Students with these disabilities face many challenges. Most of them don’t know where to get the help. For this reason, each campus should have mental health counselors and coordinators. Students need to have easy access to these services and, what is more, must understand the essence and types of psychiatric disabilities.
Types of Psychiatric Disabilities
Under present-day conditions, the scientists consider over 200 classified types of mental disorders. The most common of them are:
- Depression – a severe mood disorder that affects one’s emotions, thoughts, and everyday activities. The general symptoms of depression are low energy, fatigue, sleep-related issues, prolonged sadness and/or irritability, changes in appetite, and suicidal thoughts. There are different forms of depression, including:
- Persistent depressive disorder: the depressive state that lasts longer than 2 years
- Bipolar disorder: the state characterized by sudden mood swings between manic conditions and depressions
- Psychotic depression: takes place when delusions or hallucinations accompany the depressive state
- Prenatal depression: occurs in women who have recently given birth
- Anxiety disorders – disorders characterized by high levels of stress that impact daily life. The symptoms of anxiety disorders are flowing between high-strung moods and fatigue, as well as physical pains, sleep issues, and irritability. There are 3 most common anxiety disorders:
- Generalized anxiety disorder: prolonged periods of unreasonable worry and stress
- Panic disorder: sudden bursts of fear accompanied with dizziness, trembling, and heart palpitations
- Social anxiety disorder: insecurity and stress in all kinds of social situations
- Attention Deficit Hyperactivity Disorder (ADHD) – a common childhood condition that affects over 6 million Americans. It’s characterized by chronic hyperactivity, inattentiveness, and impulsiveness.

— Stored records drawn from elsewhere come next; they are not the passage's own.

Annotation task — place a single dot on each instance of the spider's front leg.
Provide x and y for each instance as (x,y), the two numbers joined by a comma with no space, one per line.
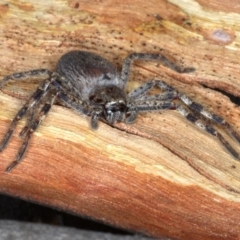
(27,131)
(25,75)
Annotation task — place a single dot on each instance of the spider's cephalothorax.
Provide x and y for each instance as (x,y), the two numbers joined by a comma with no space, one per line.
(91,85)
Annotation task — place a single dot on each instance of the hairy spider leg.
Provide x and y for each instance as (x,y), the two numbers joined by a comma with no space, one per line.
(149,57)
(170,95)
(25,75)
(215,118)
(138,97)
(29,130)
(82,108)
(190,116)
(36,97)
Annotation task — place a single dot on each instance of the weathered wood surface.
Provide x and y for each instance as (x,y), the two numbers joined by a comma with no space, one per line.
(161,176)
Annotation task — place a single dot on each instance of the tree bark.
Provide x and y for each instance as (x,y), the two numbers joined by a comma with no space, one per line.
(160,176)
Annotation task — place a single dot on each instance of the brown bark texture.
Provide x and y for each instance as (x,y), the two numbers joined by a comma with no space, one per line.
(161,176)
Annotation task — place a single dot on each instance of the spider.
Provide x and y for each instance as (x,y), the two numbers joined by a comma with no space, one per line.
(91,85)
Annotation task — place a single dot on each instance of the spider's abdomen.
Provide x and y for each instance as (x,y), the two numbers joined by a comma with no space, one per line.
(85,71)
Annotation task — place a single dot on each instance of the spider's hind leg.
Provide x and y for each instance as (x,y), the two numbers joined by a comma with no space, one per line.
(213,117)
(190,116)
(36,97)
(27,131)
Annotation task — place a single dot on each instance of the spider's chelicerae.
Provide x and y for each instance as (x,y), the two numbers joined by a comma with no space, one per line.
(91,85)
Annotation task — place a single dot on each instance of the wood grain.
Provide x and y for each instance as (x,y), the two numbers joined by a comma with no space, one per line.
(160,176)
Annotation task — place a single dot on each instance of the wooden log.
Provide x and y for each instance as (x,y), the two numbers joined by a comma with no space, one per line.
(160,176)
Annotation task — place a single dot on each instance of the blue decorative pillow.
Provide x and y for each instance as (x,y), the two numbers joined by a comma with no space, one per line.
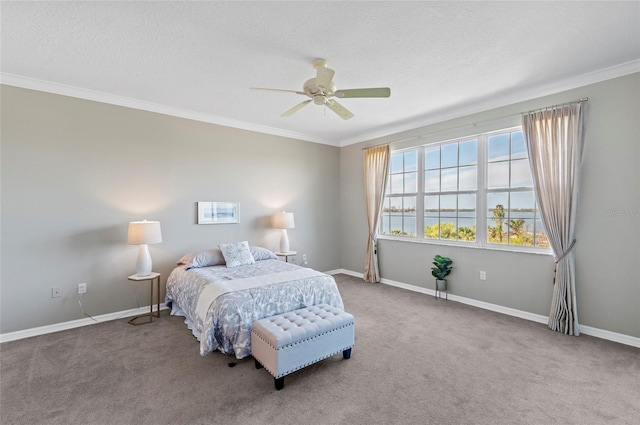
(260,254)
(210,257)
(237,254)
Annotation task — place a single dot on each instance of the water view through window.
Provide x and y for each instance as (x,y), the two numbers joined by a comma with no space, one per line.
(447,183)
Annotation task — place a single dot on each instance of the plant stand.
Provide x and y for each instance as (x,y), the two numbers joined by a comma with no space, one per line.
(440,289)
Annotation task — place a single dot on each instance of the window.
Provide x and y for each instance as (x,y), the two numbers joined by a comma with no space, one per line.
(473,191)
(399,208)
(512,213)
(450,185)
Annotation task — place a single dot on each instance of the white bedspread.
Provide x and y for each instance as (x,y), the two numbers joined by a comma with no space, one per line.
(215,289)
(220,304)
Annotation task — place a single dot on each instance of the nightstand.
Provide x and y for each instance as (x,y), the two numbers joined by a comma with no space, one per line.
(286,255)
(153,276)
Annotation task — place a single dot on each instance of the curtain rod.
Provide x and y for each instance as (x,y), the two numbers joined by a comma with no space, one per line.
(474,123)
(583,99)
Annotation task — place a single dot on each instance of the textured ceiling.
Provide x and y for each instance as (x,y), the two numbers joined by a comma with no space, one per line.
(198,59)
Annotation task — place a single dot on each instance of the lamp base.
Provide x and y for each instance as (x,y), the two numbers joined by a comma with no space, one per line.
(143,265)
(284,241)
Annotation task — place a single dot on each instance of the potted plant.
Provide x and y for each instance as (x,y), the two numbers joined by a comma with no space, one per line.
(441,271)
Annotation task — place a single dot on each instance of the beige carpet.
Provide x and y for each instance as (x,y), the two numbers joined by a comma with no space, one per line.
(416,361)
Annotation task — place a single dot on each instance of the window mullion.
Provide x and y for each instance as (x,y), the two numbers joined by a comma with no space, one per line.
(481,198)
(420,195)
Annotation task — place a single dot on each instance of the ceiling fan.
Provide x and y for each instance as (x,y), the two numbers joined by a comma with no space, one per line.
(321,90)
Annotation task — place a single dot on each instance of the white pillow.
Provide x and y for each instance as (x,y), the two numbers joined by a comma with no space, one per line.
(210,257)
(237,254)
(260,253)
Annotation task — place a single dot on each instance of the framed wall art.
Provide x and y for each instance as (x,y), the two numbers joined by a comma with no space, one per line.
(218,212)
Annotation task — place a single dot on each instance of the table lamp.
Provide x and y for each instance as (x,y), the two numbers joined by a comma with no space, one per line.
(143,233)
(284,221)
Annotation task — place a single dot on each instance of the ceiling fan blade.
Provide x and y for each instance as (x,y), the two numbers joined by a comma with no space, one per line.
(343,112)
(372,92)
(324,77)
(296,108)
(280,90)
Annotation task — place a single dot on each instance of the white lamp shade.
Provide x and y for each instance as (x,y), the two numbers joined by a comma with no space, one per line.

- Addiction – a chronic condition that causes compulsive seeking of a drug or any other addictive substance or activity. One can develop an addiction to alcohol, drugs, nicotine, as well as gambling and sex.
- Eating disorders – disorders characterized by obsessions with one’s weight and nutrition that evolve into destructive habits and behaviors. The most common types are:
- Anorexia nervosa: causes one to see oneself as overweight and restrict the caloric intake to extreme levels
- Bulimia nervosa: involves overeating followed by purging through vomiting, fasting, or excessive physical activity
- Binge-eating disorder: chronic overeating
- Obsessive-compulsive disorder (OCD) – a condition characterized by obsessive thoughts and compulsive behaviors that are repeated extremely frequently. Its symptoms are unwanted thoughts, irrational fear of germs, physical spasms, excessive counting, etc.
Autism spectrum disorder (ASD) – a condition that causes social awkwardness, communication issues, and repetitive behaviors.